Dass das Minus derart drastisch ausfiel, lag aber sicherlich nicht ausschließlich an den Zahlen an sich, sondern auch daran, dass die Abgaben dazu führten, dass die Supportlinie in Form des 2024er-Jahrestiefs bei 12,73 Euro, die in diesem Jahr bereits zweimal getestet wurde und hielt, dem Druck nicht gewachsen war und am frühen Nachmittag brach. Das löste Stop Loss-Verkäufe aus, während zugleich vermutlich alles, was da eventuell an Kauforders auf Schnäppchen lauerte, gestrichen wurde – die Aktie ging dadurch in den freien Fall über. Aber noch wäre da ja ein Supportbereich:

Im langfristigen Chart auf Monatsbasis sehen wir, dass die Aktie an eine Kreuzunterstützung gerutscht ist, die sich aus einer 2017 etablierten Aufwärtstrendlinie und dem oberen Ende der 2019 und 2020 geltenden Handelsspanne zusammensetzt. Könnte dieser Bereich zwischen 10,80 und 12,10 Euro nicht halten?

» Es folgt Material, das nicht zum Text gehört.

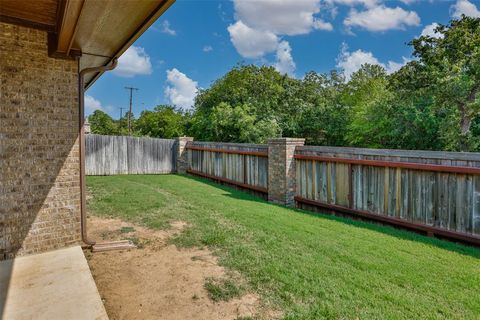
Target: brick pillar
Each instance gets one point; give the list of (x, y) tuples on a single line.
[(182, 154), (281, 170)]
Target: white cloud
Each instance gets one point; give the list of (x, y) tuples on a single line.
[(134, 61), (181, 90), (430, 31), (289, 17), (284, 63), (252, 43), (167, 29), (207, 48), (92, 104), (322, 25), (465, 7), (382, 18), (351, 3), (260, 24), (407, 2), (351, 62)]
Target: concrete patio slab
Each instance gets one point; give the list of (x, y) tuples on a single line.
[(52, 285)]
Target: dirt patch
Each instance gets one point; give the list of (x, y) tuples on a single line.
[(159, 281)]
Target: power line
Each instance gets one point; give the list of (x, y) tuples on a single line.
[(130, 112)]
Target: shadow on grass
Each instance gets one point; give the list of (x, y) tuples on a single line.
[(236, 193)]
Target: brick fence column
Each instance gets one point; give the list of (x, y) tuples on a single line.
[(182, 154), (281, 170)]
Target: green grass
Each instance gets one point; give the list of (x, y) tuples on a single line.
[(306, 265), (222, 290)]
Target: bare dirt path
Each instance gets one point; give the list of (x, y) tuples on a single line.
[(158, 280)]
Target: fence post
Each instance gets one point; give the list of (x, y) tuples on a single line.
[(182, 154), (281, 170)]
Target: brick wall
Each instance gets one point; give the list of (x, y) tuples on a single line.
[(39, 156)]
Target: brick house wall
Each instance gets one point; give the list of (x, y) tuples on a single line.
[(39, 153)]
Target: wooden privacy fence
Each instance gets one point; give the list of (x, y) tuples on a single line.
[(436, 192), (244, 165), (110, 155)]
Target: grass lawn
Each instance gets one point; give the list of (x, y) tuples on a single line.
[(309, 266)]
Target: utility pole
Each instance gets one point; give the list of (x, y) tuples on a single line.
[(130, 112)]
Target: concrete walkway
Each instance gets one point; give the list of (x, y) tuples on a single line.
[(52, 285)]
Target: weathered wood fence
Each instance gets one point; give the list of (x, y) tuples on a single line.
[(110, 155), (245, 165), (410, 188), (433, 192)]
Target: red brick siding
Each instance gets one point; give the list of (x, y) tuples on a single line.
[(39, 156)]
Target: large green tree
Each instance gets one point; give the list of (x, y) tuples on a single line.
[(163, 122), (102, 123)]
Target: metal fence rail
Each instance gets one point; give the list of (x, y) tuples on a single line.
[(245, 165), (111, 155)]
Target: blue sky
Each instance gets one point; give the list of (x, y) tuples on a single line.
[(196, 42)]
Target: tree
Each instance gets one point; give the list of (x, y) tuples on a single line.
[(236, 124), (322, 115), (102, 123), (449, 67), (163, 122)]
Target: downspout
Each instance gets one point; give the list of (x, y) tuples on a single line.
[(81, 132)]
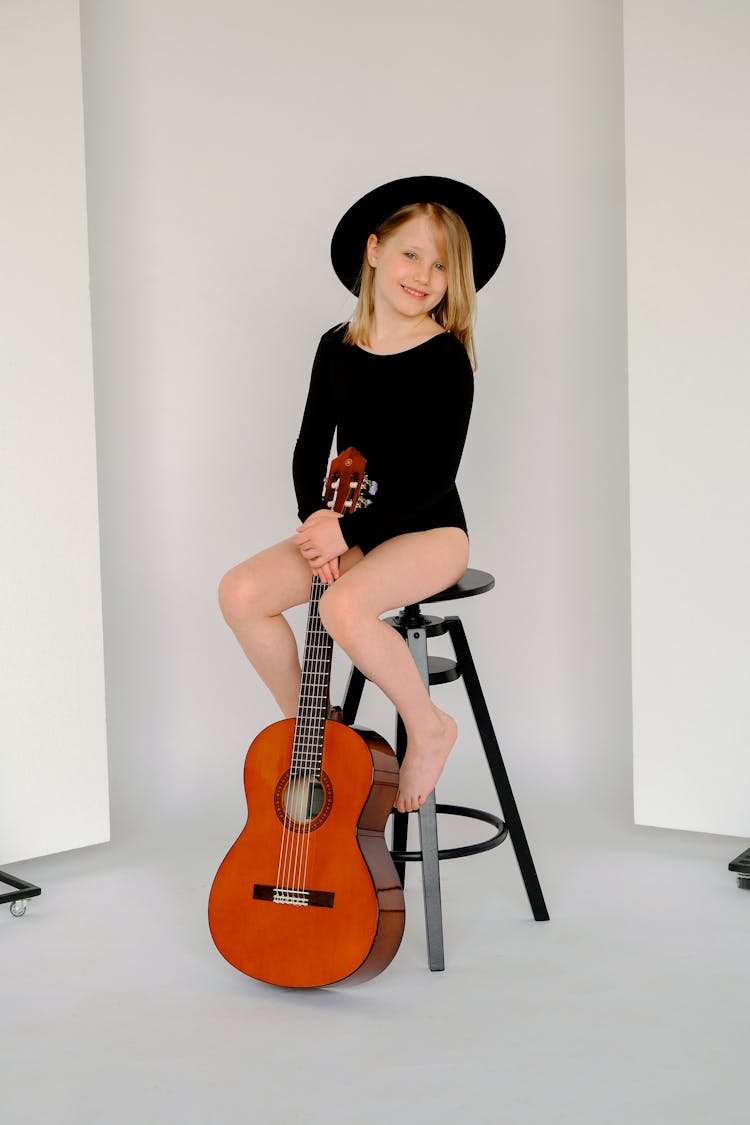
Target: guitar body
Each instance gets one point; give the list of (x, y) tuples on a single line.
[(308, 894)]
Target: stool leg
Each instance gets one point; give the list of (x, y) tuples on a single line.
[(497, 767), (417, 642), (400, 819), (353, 695)]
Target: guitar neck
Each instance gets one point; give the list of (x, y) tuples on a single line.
[(314, 692)]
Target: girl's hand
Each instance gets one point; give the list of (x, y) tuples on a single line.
[(321, 543)]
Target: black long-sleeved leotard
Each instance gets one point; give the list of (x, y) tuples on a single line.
[(407, 414)]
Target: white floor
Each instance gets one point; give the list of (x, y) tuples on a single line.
[(631, 1005)]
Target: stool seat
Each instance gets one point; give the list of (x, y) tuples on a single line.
[(473, 582), (416, 628)]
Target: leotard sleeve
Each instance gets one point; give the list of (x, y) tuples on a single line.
[(310, 458)]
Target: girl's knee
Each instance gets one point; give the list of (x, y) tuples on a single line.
[(339, 610), (237, 593)]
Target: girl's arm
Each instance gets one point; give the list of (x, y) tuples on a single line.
[(310, 458)]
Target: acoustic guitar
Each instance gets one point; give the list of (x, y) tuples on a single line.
[(308, 894)]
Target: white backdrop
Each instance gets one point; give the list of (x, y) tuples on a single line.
[(223, 143), (53, 748), (688, 282)]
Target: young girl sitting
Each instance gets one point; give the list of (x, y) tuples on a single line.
[(397, 384)]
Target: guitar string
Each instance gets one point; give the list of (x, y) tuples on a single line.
[(305, 754), (308, 744), (288, 835), (321, 694), (316, 718), (310, 750)]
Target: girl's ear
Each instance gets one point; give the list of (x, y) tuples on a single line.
[(373, 246)]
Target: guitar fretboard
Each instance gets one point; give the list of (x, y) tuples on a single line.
[(314, 693)]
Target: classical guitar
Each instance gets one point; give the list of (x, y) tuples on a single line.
[(308, 894)]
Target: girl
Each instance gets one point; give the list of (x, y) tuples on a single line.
[(397, 384)]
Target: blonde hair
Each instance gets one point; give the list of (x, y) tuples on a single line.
[(455, 312)]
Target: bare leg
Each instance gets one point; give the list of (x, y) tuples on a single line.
[(253, 596), (399, 572)]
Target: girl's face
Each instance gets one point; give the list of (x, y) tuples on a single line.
[(410, 273)]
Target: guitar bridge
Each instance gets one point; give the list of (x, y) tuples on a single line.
[(292, 897)]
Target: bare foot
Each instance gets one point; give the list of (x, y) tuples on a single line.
[(423, 763)]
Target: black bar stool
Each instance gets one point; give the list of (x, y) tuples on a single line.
[(415, 627)]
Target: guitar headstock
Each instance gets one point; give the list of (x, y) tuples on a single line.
[(348, 487)]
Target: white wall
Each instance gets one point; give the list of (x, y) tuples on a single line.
[(687, 84), (223, 143), (53, 752)]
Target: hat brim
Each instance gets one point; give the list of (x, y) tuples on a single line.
[(482, 221)]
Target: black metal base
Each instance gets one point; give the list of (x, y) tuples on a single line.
[(741, 865), (17, 901), (416, 628), (455, 853)]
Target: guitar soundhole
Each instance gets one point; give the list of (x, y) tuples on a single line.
[(303, 802)]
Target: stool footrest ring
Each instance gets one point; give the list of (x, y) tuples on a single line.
[(454, 853)]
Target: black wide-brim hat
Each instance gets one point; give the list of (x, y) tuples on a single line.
[(482, 221)]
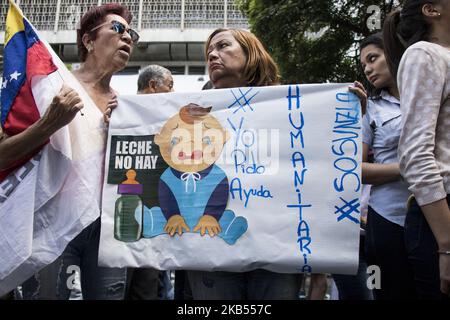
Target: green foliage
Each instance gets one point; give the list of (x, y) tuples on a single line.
[(313, 40)]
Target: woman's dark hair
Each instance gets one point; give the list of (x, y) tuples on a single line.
[(375, 39), (94, 17), (402, 28), (260, 69)]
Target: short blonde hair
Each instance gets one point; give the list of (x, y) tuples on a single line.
[(260, 69)]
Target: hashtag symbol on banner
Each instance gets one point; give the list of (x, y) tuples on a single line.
[(241, 100), (347, 209), (294, 98)]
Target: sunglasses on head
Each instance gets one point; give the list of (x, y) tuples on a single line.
[(120, 28)]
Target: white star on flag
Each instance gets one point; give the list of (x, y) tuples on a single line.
[(15, 75)]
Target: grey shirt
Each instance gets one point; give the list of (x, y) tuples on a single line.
[(381, 132)]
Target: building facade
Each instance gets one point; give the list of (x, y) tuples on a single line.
[(173, 32)]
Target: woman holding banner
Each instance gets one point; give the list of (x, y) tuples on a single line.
[(382, 124), (417, 45), (105, 42)]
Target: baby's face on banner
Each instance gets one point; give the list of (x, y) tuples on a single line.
[(191, 147)]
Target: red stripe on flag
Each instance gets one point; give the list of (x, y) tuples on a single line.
[(24, 112)]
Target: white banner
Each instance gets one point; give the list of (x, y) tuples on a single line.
[(234, 180)]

Er könnte, aber er muss es keineswegs. Denn gerade dieses langfristige Chartbild macht klar, wo die Aktie notieren kann, wenn es eben nicht gut läuft. Und dass die Bewertung über das Kurs/Gewinn-Verhältnis mit derzeit etwa 15 auf Basis der durchschnittlichen 2025er-Gewinnschätzung der Analysten relativ niedrig ist, hilft da nichts. Denn mehr wäre nur drin, wenn man damit rechnen könnte, dass der Gewinn pro Aktie in den kommenden ein, zwei Jahren wieder kräftiger steigt – und danach sah es angesichts des schwachen Ausblicks auf 2025 nicht aus. Die Aktie ist ein fallendes Messer und damit nur etwas für „Trader ohne Nerven“. Und auch die hätten erst dann eine Basis, sich einen Long-Trade zu überlegen, wenn der Kurs diese jetzt gebrochene Zone um 12,73 Euro eindeutig zurückerobert hätte.